Un soccorritore si trova di fronte alle macerie dell'edificio crollato di Rana Plaza, a Savar, vicino a Dhaka, il 26 aprile 2013. REUTERS/Andrew Biraj

Solo tre aziende – Gucci, OVS e Tom Tailor – hanno riferito il numero di lavoratori nella loro catena di fornitura che ricevono un salario dignitoso, che è generalmente definito come il reddito minimo necessario affinché un lavoratore e la sua famiglia soddisfino i bisogni di base, compreso un certo reddito discrezionale. .

Secondo Statista, il salario base mensile dei lavoratori dell’industria tessile nel 2020-2021 a livello globale era di 200 dollari. La ricerca condotta da Fashion International e da partner in paesi selezionati con legami sostanziali con l’industria tessile mostra che nella maggior parte delle regioni, i lavoratori guadagnano meno del salario dignitoso. Ulteriori ricerche, pubblicate come Industry We Want Wage Gap Metric, stimano che il divario medio tra salari minimi e salari dignitosi in 28 paesi chiave produttori di abbigliamento sia del 48,5%, con un aumento del 3,5% rispetto al 2022.

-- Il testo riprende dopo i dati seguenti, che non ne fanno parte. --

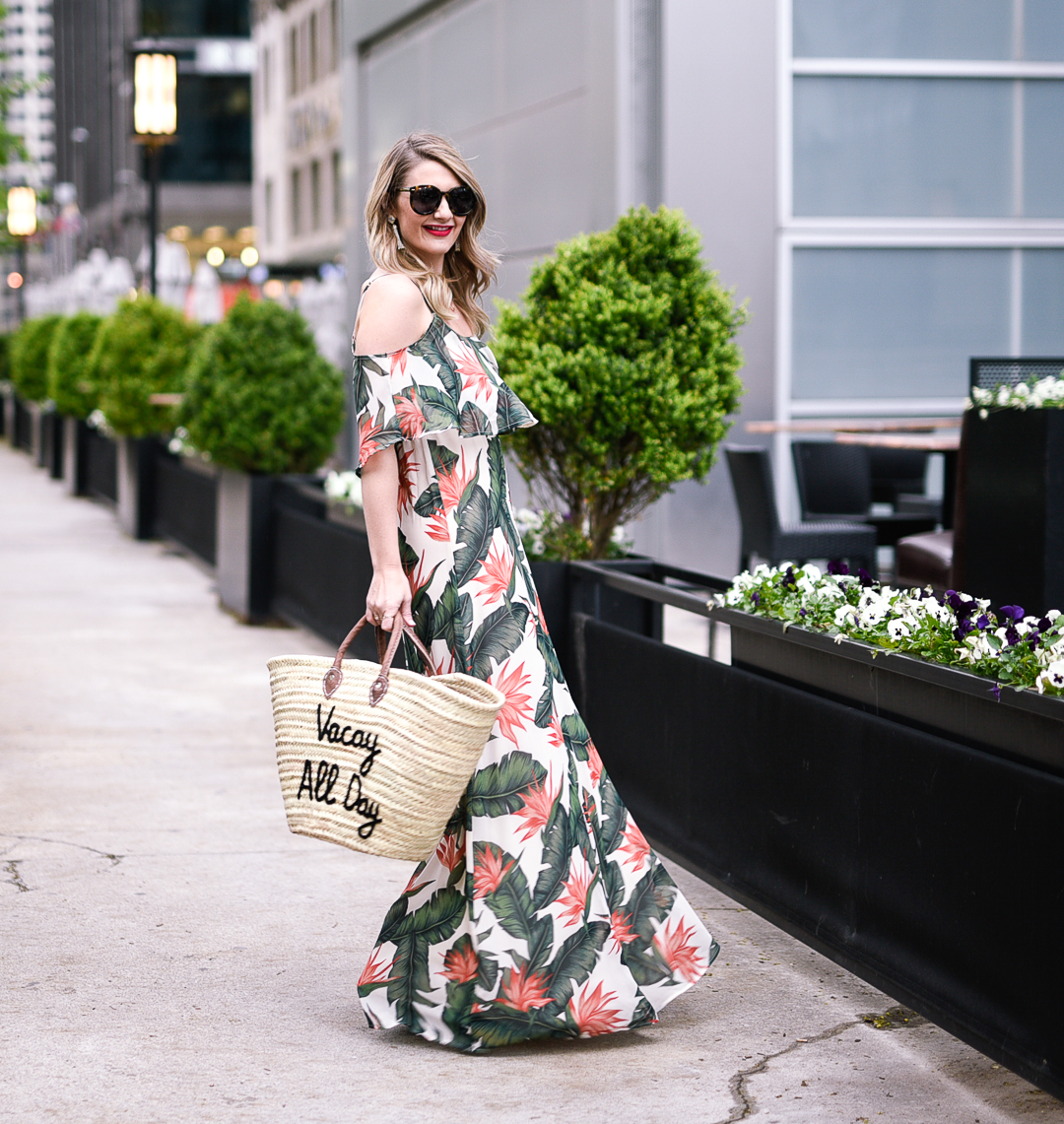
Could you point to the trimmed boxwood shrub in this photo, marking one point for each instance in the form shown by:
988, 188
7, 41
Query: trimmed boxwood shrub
142, 350
72, 380
260, 398
626, 353
30, 357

Ulteriore imbarazzo per l’industria si è verificato quando la campagna Good Clothes, Fair Play ha affermato di aver chiesto alla più recente tecnologia di intelligenza artificiale di scrivere una serie di annunci di lavoro falsi, basati sulle reali condizioni di lavoro nel settore. Il gruppo promotore della campagna ha affermato che ChatGPT si era rifiutato di creare la copia perché le condizioni che gli veniva chiesto di descrivere erano troppo sfruttatrici.

Ci sono poche opzioni a disposizione dei lavoratori che intendono perseguire richieste di risarcimento. Venti sindacati asiatici stanno attualmente perseguendo Nike per mancato rispetto delle norme dell'Organizzazione per la cooperazione e lo sviluppo economico per le imprese responsabili, dopo che la società ha annullato gli ordini nel 2020. I sindacati sostengono che Nike ha violato le normative OCSE non aiutando i lavoratori i cui lavoratori i redditi erano crollati a causa delle sue operazioni.

Sebbene non si tratti di un caso legale, il sindacato spera che il potenziale danno alla reputazione costringa l'azienda ad agire, soprattutto considerando che il codice di condotta dell'azienda afferma: “Agire con integrità significa molto più che leggere una serie di politiche e selezionare una casella. Si tratta di agire sempre in modo etico”.